On 10/29/2013 01:40 PM, Martin Kozusky wrote:
> Dne 29.10.2013 13:03, Wolfgang Grandegger napsal(a):
>> On 10/29/2013 11:46 AM, Martin Kozusky wrote:
...
>>> Hello Wolfgang,
>>> it seems that my architecture (arm/mx25 on 2.6.35 kernel) is missing
>>> HAVE_FUNCTION_GRAPH_TRACER, HAVE_DYNAMIC_FTRACE options so it won't be
>>> that easy, will be?
>>> Timestamps that ftrace is showing me are in 10 miliseconds resolution,
>>> that won't help me much :(

Are high resolution timers enabled in the kernel? Still, event tracing
could would already be useful.

>> Probably that version is to old for proper ftrace support. The 100us you
>> measured for alloc_can_skb() is worst case, right? What is the mean
>> value?
> 
> Now I checked again and logged every call (don't know if realy
> everything was logged but something was :) and I see that it is not
> 100usec, but only around 20usec (mean value - checked by eye). There
> were some very long calls (around 2ms!) that were puttings errors in my 
> sum/count formula (may be I should filter out calls longer that
> 200usec), with this error it was not 100usec, but almost 1ms (my value
> was only 32bit and was overflowing when I wrote it first time). So
> normally around 20usec, but with very long calls around 2-3 ms (looks
> like those long are periodic - each 6th - 8th call is much longer, but
> not all the time)

Are these long latencies related to the SDcard accesses? I think the
problem is the rather long latencies caused by other kernel activity. In
your case caused by the MMC (SDcard) driver, I assume. The Flexcan
controller does buffer up to 5 messages before loosing packets.

> But still with those 20usec call, there are many RX overflows, if I
> disable the call alloc_can_skb, there are no overflows and all is
> received (but still not processed further, because I don't have skb ... )

Could you run this test for a longer time? The probability is just lower
that RX gets interrupted for a longer time, I think.

I see a few approaches to overcome this problem:

- fix the MMC driver to cause less latency. If you are lucky this is
  already the case in more recent versions of the kernel.

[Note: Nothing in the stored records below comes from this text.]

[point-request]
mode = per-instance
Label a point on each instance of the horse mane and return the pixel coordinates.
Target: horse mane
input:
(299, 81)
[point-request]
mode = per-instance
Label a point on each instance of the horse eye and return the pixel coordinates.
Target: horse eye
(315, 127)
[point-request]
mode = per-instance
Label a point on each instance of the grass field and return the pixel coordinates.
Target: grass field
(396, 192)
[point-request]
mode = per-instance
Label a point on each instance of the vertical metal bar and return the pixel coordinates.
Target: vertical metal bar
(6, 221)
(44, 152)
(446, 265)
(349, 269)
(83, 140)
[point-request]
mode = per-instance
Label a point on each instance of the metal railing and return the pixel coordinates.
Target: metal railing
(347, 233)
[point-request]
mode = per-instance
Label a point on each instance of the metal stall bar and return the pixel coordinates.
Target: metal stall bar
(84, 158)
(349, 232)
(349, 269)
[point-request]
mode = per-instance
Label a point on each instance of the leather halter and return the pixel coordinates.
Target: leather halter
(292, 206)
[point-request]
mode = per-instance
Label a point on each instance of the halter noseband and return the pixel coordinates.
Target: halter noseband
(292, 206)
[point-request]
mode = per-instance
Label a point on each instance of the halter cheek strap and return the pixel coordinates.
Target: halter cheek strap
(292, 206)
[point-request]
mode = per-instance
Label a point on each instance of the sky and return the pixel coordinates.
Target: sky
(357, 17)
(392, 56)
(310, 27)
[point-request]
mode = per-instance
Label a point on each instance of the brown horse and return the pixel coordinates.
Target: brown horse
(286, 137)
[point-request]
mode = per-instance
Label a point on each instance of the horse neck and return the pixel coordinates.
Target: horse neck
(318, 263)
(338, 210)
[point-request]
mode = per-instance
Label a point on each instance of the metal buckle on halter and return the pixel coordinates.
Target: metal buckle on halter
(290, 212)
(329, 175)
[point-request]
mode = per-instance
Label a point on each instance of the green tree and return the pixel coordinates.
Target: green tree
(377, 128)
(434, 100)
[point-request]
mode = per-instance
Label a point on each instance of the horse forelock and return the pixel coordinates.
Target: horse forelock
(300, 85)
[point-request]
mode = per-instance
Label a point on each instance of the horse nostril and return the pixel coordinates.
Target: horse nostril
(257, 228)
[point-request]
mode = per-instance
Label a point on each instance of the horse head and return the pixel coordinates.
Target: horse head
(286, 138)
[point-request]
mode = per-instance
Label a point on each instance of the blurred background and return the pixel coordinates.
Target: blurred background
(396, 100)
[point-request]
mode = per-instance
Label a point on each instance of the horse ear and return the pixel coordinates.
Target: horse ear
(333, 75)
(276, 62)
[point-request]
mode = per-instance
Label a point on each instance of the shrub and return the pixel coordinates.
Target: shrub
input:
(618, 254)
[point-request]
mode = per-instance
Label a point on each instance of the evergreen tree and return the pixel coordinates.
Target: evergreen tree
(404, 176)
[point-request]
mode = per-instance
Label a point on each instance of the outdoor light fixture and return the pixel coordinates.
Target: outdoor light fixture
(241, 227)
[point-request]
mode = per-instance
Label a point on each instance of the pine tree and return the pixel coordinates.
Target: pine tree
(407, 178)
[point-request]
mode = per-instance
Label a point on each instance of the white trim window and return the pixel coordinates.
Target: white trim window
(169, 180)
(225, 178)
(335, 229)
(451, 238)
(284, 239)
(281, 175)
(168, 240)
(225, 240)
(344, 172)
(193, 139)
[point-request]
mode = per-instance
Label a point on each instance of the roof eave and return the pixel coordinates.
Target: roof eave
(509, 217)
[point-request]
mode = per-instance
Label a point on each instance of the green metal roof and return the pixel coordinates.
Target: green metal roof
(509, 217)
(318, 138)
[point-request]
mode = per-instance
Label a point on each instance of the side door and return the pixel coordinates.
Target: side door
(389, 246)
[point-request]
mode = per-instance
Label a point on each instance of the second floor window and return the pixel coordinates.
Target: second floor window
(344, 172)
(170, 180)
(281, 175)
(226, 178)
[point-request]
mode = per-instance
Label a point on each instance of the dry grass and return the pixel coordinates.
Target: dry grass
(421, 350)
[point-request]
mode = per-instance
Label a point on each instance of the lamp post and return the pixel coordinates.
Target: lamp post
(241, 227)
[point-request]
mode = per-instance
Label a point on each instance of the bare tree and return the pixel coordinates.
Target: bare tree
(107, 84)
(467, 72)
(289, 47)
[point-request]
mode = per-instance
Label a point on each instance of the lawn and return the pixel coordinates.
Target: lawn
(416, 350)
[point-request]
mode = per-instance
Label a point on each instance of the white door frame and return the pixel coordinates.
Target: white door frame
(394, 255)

- Use the "-rt" extension (CONFIG_PREEPMT_RT). It will then allow to
  adjust priorities of soft and hard irq threads.

- Do the RX processing in the interrupt context, which would require
  some custom modifications.

Wolfgang.


^ permalink raw reply	[flat|nested] 17+ messages in thread

* Re: CAN messages being lost on i.MX25 with flexcan - continued (was CAN messages being lost on i.MX25 with flexcan - 2012-04-19)
  2013-10-29 14:30               ` Wolfgang Grandegger
@ 2013-10-30  8:43                 ` "Martin Kožuský [KK micro s.r.o.]"
  2013-10-30  9:04                   ` Wolfgang Grandegger
  0 siblings, 1 reply; 17+ messages in thread
From: "Martin Kožuský [KK micro s.r.o.]" @ 2013-10-30  8:43 UTC (permalink / raw)
  To: Wolfgang Grandegger, linux-can

-------- Original Message  --------
Subject: Re: CAN messages being lost on i.MX25 with flexcan - continued (was CAN messages being lost on i.MX25 with flexcan - 2012-04-19)
From: Wolfgang Grandegger
To: Martin Kozusky, linux-can@vger.kernel.org
Date: 29. Říjen 2013 15:30:08

> On 10/29/2013 01:40 PM, Martin Kozusky wrote:
>> Dne 29.10.2013 13:03, Wolfgang Grandegger napsal(a):
>>> On 10/29/2013 11:46 AM, Martin Kozusky wrote:
> ...
>>>> Hello Wolfgang,
>>>> it seems that my architecture (arm/mx25 on 2.6.35 kernel) is missing
>>>> HAVE_FUNCTION_GRAPH_TRACER, HAVE_DYNAMIC_FTRACE options so it won't be
>>>> that easy, will be?
>>>> Timestamps that ftrace is showing me are in 10 miliseconds resolution,
>>>> that won't help me much :(
>
> Are high resolution timers enabled in the kernel? Still, event tracing
> could would already be useful.
>
>>> Probably that version is to old for proper ftrace support. The 100us you
>>> measured for alloc_can_skb() is worst case, right? What is the mean
>>> value?
>>
>> Now I checked again and logged every call (don't know if realy
>> everything was logged but something was :) and I see that it is not
>> 100usec, but only around 20usec (mean value - checked by eye). There
>> were some very long calls (around 2ms!) that were puttings errors in my
>> sum/count formula (may be I should filter out calls longer that
>> 200usec), with this error it was not 100usec, but almost 1ms (my value
>> was only 32bit and was overflowing when I wrote it first time). So
>> normally around 20usec, but with very long calls around 2-3 ms (looks
>> like those long are periodic - each 6th - 8th call is much longer, but
>> not all the time)
>
> Are these long latencies related to the SDcard accesses? I think the
> problem is the rather long latencies caused by other kernel activity. In
> your case caused by the MMC (SDcard) driver, I assume. The Flexcan
> controller does buffer up to 5 messages before loosing packets.
I think it is not primary related to SD card, those tests I was doing lately were done when system was idle, no special processes were running. But when I do access SD card, problems get bigger.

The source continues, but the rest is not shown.